Just last week, the BBC spoke to some young men who said they had been paid $3,000 to join Boko Haram as fighters [If they have to pay that much to recruit fighters, then there’s an element of good news in that as it suggests there is a ‘scarcity’ of available fighters pushing up prices]. This is consistent with drug money.
Conspiracy theories are a waste of time as they stop us from properly thinking through the problems and how we should tackle them. When the government comes out to ‘finger’ nameless opposition politicians, we are none the wiser and the bigger worry is whether the government actually believes that line of thought as opposed to just taking Nigerians for a ride.
In fact conspiracy theories are worse than useless in this case because clearly the work that needs to be done in tracking down these money flows is very hard and requires plenty of international cooperation. It is one thing for politicians to deceive us – that is what politicians do – but it is unforgivable for us to go along with them and deceive ourselves.

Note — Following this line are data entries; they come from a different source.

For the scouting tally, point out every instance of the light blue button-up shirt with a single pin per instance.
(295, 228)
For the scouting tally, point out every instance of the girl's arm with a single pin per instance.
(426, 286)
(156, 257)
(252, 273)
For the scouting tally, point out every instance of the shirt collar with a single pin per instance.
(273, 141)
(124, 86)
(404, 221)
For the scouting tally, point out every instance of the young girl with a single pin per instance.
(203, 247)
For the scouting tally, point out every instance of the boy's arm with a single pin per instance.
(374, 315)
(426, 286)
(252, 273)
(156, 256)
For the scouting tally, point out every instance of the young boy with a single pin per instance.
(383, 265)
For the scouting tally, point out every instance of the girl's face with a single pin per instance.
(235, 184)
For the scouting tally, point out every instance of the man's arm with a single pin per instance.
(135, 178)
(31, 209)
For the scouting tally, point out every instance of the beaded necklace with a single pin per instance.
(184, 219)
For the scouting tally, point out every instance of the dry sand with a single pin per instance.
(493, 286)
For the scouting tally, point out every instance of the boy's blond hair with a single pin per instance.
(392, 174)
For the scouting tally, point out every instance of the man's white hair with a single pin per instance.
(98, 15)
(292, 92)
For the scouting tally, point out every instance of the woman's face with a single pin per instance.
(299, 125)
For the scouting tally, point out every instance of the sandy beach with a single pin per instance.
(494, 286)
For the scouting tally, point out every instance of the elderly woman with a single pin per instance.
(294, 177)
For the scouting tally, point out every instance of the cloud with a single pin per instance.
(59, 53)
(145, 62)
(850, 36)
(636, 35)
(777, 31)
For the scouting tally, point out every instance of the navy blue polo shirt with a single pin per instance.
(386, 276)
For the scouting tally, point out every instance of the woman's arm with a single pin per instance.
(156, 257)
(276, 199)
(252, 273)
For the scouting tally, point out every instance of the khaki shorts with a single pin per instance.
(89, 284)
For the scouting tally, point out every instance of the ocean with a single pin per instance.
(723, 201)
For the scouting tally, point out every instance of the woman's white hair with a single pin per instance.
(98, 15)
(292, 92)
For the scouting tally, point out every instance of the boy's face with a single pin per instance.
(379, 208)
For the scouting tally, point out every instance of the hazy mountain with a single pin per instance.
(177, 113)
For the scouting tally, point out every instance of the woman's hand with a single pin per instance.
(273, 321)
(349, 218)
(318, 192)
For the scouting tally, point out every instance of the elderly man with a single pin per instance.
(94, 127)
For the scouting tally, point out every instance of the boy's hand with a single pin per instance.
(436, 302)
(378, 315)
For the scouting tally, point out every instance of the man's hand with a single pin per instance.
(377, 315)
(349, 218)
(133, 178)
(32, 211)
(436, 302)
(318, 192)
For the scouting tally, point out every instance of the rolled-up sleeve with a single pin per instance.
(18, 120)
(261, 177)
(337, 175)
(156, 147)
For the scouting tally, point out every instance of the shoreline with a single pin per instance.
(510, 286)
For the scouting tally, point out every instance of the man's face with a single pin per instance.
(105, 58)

I strongly suspect that the ousted CBN Governor was on to something with tracing Boko Haram funding before he was removed from office and perhaps with a bit more time, would have gotten somewhere useful with it, especially with his international clout.
Do we have the capabilities to track these kind of money flows? Are we even trying to find these sources of funding? With a wall to wall corrupt system like ours, even if we find where the money gets to Boko Haram, can we really stop it? The answers are blowing in the wind.
One thing I am certain of though is that Boko Haram and their likes can achieve very little without a steady supply of funding. It is this funding that brings up to the level where they become an army able to confront and even defeat the Nigerian Army.
Find the money and all other things will be added unto the fight against terror.